Now I am all for safety and I watch the footwear of the field guys for compliance to safety requirements. But I wore these today, VERY comfortable, easy on off and I thought I would be in the office all day.
But alas a emergency call to check a cooling tower that was off line, not far from the office, all the service guys were faraway, so I took the call.

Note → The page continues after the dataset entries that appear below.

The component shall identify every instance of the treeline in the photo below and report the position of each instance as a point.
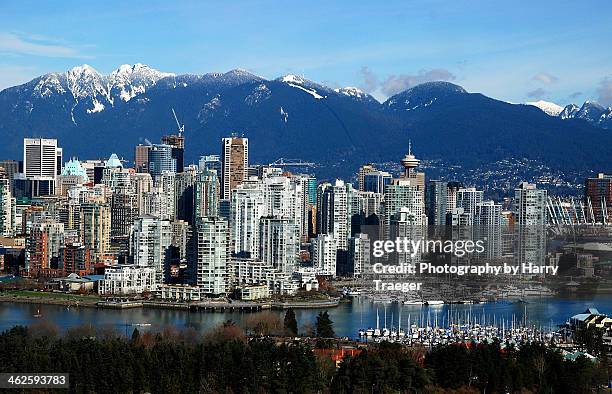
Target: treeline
(225, 360)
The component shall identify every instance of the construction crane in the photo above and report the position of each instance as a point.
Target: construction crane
(180, 127)
(282, 162)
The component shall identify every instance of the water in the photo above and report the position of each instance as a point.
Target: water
(348, 318)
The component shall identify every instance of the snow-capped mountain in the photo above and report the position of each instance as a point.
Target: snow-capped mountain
(422, 96)
(95, 91)
(592, 112)
(94, 115)
(129, 81)
(569, 111)
(549, 108)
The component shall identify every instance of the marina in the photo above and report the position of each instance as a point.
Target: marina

I did not realize that OSHA had moved into this building (VA Regional office). I gave the engineer to choice I could leave and they could wait for another service tech or I could address the issue. With the data center heat rising they opted for me.


----------



## MDShunk (Jan 7, 2007)

Owners are exempt from OSHA requirements.


----------



## JohnJ0906 (Jan 22, 2007)

Maybe keep a pair of compliant footwear at the office or in the truck? They DO look very comfy. :grin: I actually left for work once (and had to turn around) wearing my slippers.


----------



## brian john (Mar 11, 2007)

Marc: I doubt OSHA would by that as I looked at their starter..But worh a try


----------



## MDShunk (Jan 7, 2007)

brian john said:


> Marc: I doubt OSHA would by that as I looked at their starter..But worh a try


It is true, though. OSHA rules only apply to employees. But, if you're set up as a corporation, corporate officers and employees of the corporation are subject to OSHA rules. 

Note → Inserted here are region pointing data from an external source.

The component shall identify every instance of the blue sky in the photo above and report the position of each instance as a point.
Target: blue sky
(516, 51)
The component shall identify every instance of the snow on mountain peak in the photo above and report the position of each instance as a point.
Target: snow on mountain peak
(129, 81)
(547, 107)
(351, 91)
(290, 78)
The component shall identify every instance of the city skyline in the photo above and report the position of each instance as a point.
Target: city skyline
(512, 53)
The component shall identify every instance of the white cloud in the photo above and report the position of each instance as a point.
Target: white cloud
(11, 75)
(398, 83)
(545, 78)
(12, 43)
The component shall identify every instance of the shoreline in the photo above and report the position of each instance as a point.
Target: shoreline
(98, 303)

(I'm glad I'm not the only one who's accidentally left the house in slippers :laughing: )


----------



## brian john (Mar 11, 2007)

We ae a corporation and I am an employee and can be fired like everyone else...HMMMM better put those work boots in the truck.


----------



## frank (Feb 6, 2007)

Look like the latest in Mediteranian Safety Footwear to me. Tickles me pink when I go to Italy.Spain.Turkey.South of France etc and look at safety amongst Construction Workers. 

Safety Head Gear = bandana
Safety Eye Protectors = cool shades
Safety Boots = open toe sandals
Reflective Vest = orange sun tan lotion


Seeing is believing

Frank


----------



## brian john (Mar 11, 2007)

Frank When I was a teenager I lived in Turkey, in those days most construction workers (and middle class for that matter) wore their shoes with the heels folded down.


----------